One resource for example returns b'\xd3PS-90AC' whereas another resource, for the same key returns b'PS-90AC'
The first value contains a non-ASCII string. Clearly a violation of the spec, but that's unfortunately out of my control. None of us are 100% certain that this really is junk or data which should be kept.
The application calling on the remote resources saves the data in a local database for daily use. I could simply do a data.decode('ascii', 'replace') or ..., 'ignore') but then I would lose data which could turn out to be useful later on.
My immediate reflex was to use 'xmlcharrefreplace' or 'backslashreplace' as error handler. Simply because it would result in a displayable string. But then I get the following error: TypeError: don't know how to handle UnicodeDecodeError in error callback
The only error-handler which worked was surrogateescape, but this seems to be intended for filenames. On the other hand, for my intent and purpose it would work.
Why are 'xmlcharrefreplace' and 'backslashreplace' not working? I don't understand the error.

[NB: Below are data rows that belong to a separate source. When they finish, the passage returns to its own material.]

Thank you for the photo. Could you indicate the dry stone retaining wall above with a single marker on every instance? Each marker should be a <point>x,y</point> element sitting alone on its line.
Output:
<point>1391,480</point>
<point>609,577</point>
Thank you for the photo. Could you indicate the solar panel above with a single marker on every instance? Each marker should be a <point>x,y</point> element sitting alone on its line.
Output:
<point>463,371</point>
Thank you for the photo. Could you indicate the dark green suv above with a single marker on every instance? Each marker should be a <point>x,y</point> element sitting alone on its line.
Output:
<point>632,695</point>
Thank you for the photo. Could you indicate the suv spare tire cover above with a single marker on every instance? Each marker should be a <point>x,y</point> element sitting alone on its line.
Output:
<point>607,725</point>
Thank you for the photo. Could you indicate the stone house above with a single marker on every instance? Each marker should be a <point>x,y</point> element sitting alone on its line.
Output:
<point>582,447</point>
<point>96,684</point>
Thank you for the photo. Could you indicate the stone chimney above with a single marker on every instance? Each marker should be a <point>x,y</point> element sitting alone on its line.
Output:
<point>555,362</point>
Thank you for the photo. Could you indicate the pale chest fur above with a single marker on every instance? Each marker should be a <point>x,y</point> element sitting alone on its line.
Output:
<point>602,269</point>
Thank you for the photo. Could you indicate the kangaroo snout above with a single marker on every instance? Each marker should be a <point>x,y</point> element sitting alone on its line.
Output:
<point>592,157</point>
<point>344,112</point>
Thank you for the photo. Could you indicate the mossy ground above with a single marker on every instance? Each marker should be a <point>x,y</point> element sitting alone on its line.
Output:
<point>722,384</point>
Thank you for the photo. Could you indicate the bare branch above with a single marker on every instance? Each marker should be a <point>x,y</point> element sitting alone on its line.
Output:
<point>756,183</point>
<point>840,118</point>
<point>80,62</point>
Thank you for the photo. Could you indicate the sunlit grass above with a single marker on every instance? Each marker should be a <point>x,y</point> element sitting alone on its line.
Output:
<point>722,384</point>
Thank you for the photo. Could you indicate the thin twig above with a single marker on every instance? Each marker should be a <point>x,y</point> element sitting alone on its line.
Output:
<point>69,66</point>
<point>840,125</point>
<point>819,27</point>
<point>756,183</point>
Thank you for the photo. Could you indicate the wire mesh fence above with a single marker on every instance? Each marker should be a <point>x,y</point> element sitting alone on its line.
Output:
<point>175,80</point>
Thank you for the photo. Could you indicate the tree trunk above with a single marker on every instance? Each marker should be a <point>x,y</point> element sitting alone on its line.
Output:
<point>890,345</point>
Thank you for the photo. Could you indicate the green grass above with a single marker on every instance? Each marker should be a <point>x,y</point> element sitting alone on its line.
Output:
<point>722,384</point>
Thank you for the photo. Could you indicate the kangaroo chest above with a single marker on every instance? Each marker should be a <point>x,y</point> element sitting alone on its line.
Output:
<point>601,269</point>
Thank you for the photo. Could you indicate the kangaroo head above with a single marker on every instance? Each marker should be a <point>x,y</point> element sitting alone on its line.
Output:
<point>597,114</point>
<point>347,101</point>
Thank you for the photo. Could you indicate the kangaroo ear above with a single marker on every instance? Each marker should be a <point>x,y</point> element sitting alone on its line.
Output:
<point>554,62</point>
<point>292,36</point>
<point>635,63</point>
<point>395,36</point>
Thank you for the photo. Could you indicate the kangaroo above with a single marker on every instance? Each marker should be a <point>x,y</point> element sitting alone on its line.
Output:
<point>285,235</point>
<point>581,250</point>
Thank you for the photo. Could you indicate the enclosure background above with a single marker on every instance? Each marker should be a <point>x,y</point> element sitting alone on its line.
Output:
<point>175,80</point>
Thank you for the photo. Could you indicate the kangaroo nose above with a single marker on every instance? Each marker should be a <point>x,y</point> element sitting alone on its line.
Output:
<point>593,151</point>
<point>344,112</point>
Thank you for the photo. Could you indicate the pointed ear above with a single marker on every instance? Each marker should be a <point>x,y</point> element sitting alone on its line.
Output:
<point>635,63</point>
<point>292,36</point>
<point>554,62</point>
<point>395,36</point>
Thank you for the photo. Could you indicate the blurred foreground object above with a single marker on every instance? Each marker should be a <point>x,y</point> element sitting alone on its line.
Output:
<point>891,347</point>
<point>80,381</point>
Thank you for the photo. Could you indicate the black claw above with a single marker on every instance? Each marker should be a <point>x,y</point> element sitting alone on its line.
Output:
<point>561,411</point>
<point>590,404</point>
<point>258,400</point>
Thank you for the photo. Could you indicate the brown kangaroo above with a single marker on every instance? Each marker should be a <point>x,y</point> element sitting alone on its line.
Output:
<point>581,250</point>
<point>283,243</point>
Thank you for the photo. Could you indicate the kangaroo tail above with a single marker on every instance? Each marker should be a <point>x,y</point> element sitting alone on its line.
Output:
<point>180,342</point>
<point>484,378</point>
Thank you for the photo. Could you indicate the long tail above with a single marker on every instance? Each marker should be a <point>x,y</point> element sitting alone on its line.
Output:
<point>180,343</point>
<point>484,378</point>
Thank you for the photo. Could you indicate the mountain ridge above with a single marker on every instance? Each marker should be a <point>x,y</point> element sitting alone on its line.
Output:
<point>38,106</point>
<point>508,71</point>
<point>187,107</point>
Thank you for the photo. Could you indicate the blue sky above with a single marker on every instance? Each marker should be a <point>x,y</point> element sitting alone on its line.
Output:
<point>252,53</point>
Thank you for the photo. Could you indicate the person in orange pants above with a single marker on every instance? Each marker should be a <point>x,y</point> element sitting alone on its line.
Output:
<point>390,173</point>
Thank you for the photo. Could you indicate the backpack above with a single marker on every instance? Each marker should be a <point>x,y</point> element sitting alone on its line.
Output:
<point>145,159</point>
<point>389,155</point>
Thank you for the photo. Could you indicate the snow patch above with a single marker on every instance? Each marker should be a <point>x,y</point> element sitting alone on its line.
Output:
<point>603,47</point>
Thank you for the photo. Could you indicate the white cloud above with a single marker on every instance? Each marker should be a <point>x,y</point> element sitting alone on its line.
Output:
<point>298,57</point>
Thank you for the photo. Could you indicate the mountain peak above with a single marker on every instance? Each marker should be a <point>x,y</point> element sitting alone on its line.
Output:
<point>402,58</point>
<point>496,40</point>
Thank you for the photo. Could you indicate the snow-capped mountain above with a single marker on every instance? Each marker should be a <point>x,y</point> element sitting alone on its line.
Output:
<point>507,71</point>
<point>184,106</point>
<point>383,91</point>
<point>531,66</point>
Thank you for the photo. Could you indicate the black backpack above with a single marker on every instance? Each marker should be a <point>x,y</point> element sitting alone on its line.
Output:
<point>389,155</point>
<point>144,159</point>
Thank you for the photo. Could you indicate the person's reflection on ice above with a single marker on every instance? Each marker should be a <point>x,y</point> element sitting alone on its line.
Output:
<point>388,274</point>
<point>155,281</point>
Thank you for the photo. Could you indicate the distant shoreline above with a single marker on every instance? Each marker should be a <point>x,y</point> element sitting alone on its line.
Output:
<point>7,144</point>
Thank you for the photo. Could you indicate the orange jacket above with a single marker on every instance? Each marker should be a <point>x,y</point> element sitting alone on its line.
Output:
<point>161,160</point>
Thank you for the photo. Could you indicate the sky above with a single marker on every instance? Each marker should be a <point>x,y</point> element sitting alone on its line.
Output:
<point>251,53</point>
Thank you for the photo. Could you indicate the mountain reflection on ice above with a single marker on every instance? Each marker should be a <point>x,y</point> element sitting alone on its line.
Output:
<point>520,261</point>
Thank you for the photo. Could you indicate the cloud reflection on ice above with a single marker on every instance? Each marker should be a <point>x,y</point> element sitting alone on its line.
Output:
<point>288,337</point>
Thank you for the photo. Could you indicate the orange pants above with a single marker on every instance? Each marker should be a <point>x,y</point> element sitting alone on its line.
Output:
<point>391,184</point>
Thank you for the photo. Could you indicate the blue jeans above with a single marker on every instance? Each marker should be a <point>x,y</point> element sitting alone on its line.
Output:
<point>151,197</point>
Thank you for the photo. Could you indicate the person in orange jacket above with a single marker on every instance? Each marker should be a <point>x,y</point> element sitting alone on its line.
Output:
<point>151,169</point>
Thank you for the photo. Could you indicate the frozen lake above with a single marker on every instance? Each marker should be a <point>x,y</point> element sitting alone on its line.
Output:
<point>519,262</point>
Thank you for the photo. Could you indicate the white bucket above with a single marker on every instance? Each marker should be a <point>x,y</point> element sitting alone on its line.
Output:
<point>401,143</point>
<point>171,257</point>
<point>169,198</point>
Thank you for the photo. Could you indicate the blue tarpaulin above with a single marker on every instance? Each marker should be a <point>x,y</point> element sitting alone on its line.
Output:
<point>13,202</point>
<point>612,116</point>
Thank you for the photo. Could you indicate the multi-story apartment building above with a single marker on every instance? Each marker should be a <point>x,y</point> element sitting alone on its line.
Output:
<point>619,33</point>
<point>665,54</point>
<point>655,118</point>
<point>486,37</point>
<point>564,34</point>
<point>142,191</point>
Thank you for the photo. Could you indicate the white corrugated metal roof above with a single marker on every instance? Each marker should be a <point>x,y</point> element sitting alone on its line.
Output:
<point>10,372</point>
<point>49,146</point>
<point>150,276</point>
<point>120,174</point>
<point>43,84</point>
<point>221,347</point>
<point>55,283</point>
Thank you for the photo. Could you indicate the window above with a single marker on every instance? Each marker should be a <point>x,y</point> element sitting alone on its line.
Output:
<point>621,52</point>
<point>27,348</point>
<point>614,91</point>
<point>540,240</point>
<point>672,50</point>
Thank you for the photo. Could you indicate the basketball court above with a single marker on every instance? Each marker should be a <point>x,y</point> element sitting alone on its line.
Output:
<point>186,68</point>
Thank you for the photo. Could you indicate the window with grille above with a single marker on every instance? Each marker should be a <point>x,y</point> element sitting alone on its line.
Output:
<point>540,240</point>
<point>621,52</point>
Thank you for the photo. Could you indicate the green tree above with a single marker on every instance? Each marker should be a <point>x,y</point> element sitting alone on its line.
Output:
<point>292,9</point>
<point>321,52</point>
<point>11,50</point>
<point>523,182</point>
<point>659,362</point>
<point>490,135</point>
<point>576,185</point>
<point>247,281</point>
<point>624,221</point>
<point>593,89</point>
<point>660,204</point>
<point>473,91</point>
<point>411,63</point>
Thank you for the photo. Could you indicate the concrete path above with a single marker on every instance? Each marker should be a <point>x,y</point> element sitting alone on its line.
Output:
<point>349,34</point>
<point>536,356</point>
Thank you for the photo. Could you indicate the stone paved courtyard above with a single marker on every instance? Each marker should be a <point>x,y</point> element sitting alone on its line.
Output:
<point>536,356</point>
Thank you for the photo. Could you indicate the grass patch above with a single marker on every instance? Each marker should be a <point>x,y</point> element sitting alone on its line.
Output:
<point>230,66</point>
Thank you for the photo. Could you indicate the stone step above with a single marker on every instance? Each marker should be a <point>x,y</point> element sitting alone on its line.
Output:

For example, an expected execution would be:
>>> data = b'\xd3PS-90AC'
>>> new_data = data.decode('ascii', 'xmlcharrefreplace')
>>> print(repr(new_data))
'&#d3;PS-90AC'
This is a contrived example. My aim is to not lose any data. If I would use the ignore or replace error-handler, the byte in question would essentially disappear, and information is lost.
回答1:
>>> data = b'\xd3PS-90AC'
>>> data.decode('ascii', 'surrogateescape')
'\udcd3PS-90AC'
It does not use html entities but it is a decent starting point. If not sufficient, you will have to register your own error handler using codecs.register_error I assume.
For Python3:
def handler(err):
start = err.start
end = err.end
return ("".join(["&#{0};".format(err.object[i]) for i in range(start,end)]),end)
import codecs
codecs.register_error('xmlcharreffallback', handler)
data = b'\xd3PS-90AC'
data.decode('ascii', 'xmlcharreffallback')
For Python 2
def handler(err):
start = err.start
end = err.end
return (u"".join([u"&#{0};".format(ord(err.object[i])) for i in range(start,end)]),end)
import codecs
codecs.register_error('xmlcharreffallback', handler)
data = b'\xd3PS-90AC'
data.decode('ascii', 'xmlcharreffallback')
Both producing:
'ÓPS-90AC'
回答2:
For completeness, wanted to add that as of python 3.5, backslashreplace works for decoding, so you no longer have to add a custom error handler.